Query upgrades: Changing the filter on a table can result in missed tombstones
If a user uses CREATE OR REPLACE to add a filter to a table then existing rows that don't match the new filter are not deleted, even if they are later updated with another value that doesn't pass the filter.
Take, as an example, the following test case from filters.sql:
----------------------------------------------------------------------------------------------------
--@test: add filter to basic TABLE without filter
----------------------------------------------------------------------------------------------------
SET 'ksql.create.or.replace.enabled' = 'true';
CREATE TABLE a (id INT PRIMARY KEY, col1 INT) WITH (kafka_topic='a', value_format='JSON');
CREATE TABLE b AS SELECT * FROM a;
-- INSERT row [1 -> 0]
INSERT INTO a (id, col1) VALUES (1, 0);
ASSERT VALUES b (id, col1) VALUES (1, 0);
-- At this point the table contains a single row: [1 -> 0]

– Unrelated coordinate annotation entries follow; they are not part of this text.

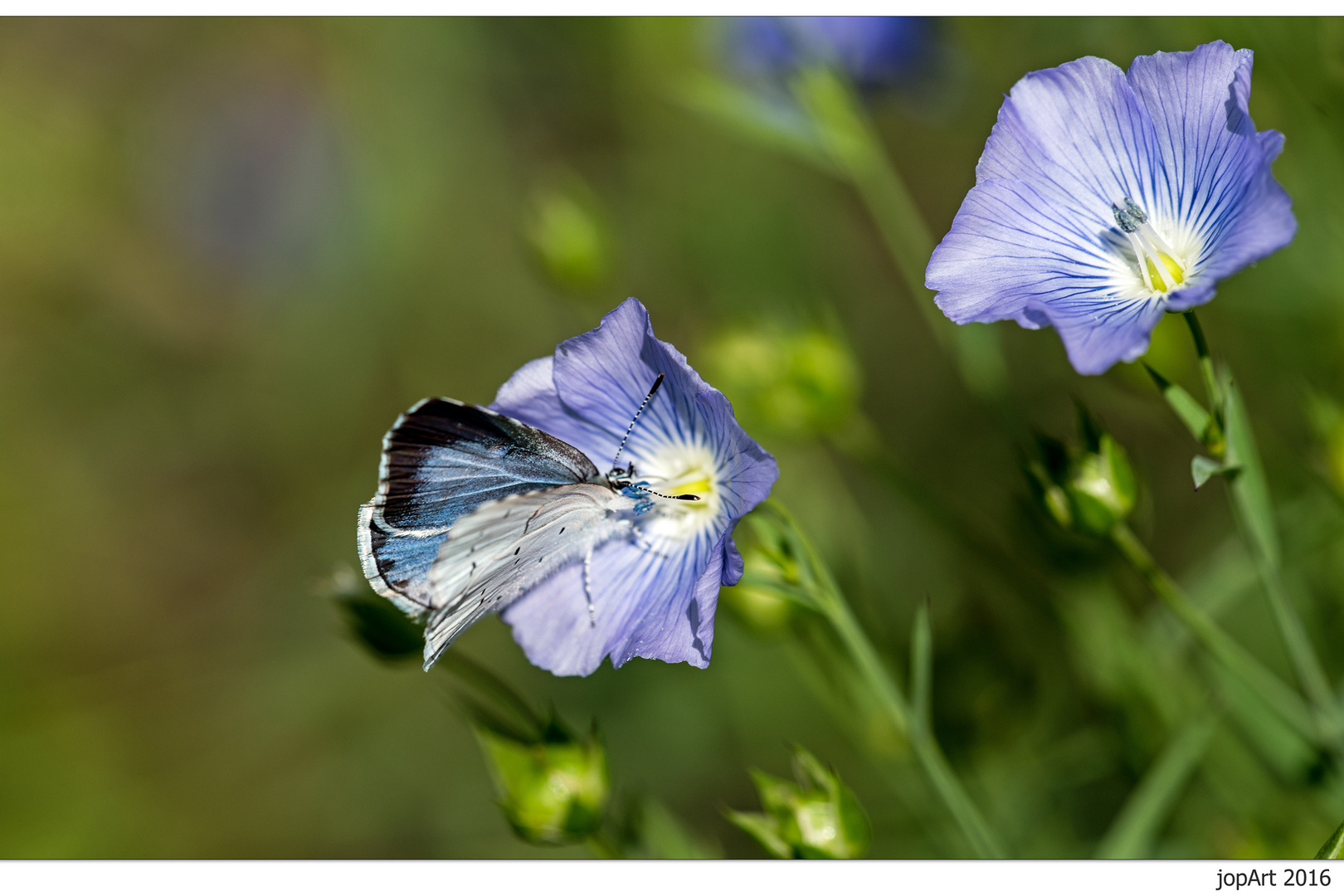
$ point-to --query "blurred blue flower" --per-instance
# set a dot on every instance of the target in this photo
(875, 51)
(1107, 197)
(655, 594)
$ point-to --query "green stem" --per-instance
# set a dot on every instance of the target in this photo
(850, 140)
(1253, 509)
(1233, 655)
(830, 601)
(602, 846)
(1205, 367)
(1136, 826)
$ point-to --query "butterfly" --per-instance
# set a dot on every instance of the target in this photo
(475, 509)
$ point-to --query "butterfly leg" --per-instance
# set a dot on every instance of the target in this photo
(587, 589)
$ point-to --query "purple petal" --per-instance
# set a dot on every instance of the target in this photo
(643, 607)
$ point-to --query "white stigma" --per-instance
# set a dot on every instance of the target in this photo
(680, 469)
(1160, 266)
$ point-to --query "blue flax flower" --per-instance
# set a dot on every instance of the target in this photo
(1107, 197)
(652, 592)
(875, 51)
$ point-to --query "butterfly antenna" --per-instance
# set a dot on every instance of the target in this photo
(674, 497)
(631, 427)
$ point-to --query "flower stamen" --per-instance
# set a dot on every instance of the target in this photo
(1160, 266)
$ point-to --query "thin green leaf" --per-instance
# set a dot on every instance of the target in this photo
(1202, 469)
(773, 125)
(386, 631)
(1142, 817)
(921, 664)
(1190, 411)
(1333, 846)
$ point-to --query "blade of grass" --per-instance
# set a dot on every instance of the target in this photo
(1233, 655)
(1333, 848)
(1142, 817)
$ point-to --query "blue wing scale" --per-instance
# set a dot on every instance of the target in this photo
(441, 461)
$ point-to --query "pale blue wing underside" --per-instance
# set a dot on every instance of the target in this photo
(505, 548)
(441, 461)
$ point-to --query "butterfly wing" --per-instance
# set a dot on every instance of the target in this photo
(441, 461)
(504, 548)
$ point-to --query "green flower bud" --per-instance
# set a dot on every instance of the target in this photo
(817, 817)
(554, 791)
(566, 234)
(795, 383)
(1089, 488)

-- Note, this row would not pass the new filter being added.
-- No tombstone is emitted
CREATE OR REPLACE TABLE b AS SELECT * FROM a WHERE col1 > 0;
-- Even though the following insert does not pass the new filter
-- and the table contains a row with key `1`
-- No tombstone is emitted
INSERT INTO a (id, col1) VALUES (1, -1);
-- This assert fails!
ASSERT NULL VALUES b (id) KEY (1);
There are two points at which we could emit a tombstone, neither of which are:
- From the
CREATE OR REPLACEstatement. This would involve running the new filer against all entries currently in the materialized table. What to do if the table is not materialized? - From the
INSERT VALUESfollowing theCREATE OR REPLACEstatement. The issue here is probably that when theChangeis passed through the streams topology and it hits the new filter, neither the old value nor the new value pass the filter, so no tombstone is emitted. (A tombstone is only emitted if the old value passes the filter and the new value does not).
To be correct, the CREATE OR REPLACE statement should cause a tombstone to be emitted. Though not sure how practical / obtainable this is, especially for none-materialized tables, e.g.
-- Neither FOO, nor BAR, need to be materialized.
CREATE TABLE FOO AS SELECT * FROM BAR;
It may be that we choose to live with this. That being the case we need to clearly document this limitations in whatever 'query upgrade' docs we have.
Marking as milestone 0.14 as we should, at a minimum, at least call this out in the docs before 0.14 - assuming 0.14 is shipping with CREATE OR REPLACE enabled.
Well, in general query migration is hard... Seems to be an incompatible query upgrade that we should reject until we can handle it correctly?
To be correct, the CREATE OR REPLACE statement should cause a tombstone to be emitted. Though not sure how practical / obtainable this is, especially for none-materialized tables,
I actually disagree here - to be in line with the rest of query upgrades, which don't support backfill, this should happen on insert. For example, if I were to upgrade SELECT a FROM b to SELECT a + 1 FROM b I don't expect everything that was previously emitted to update. That would be equivalent to issuing a new query.
Seems to be an incompatible query upgrade that we should reject until we can handle it correctly?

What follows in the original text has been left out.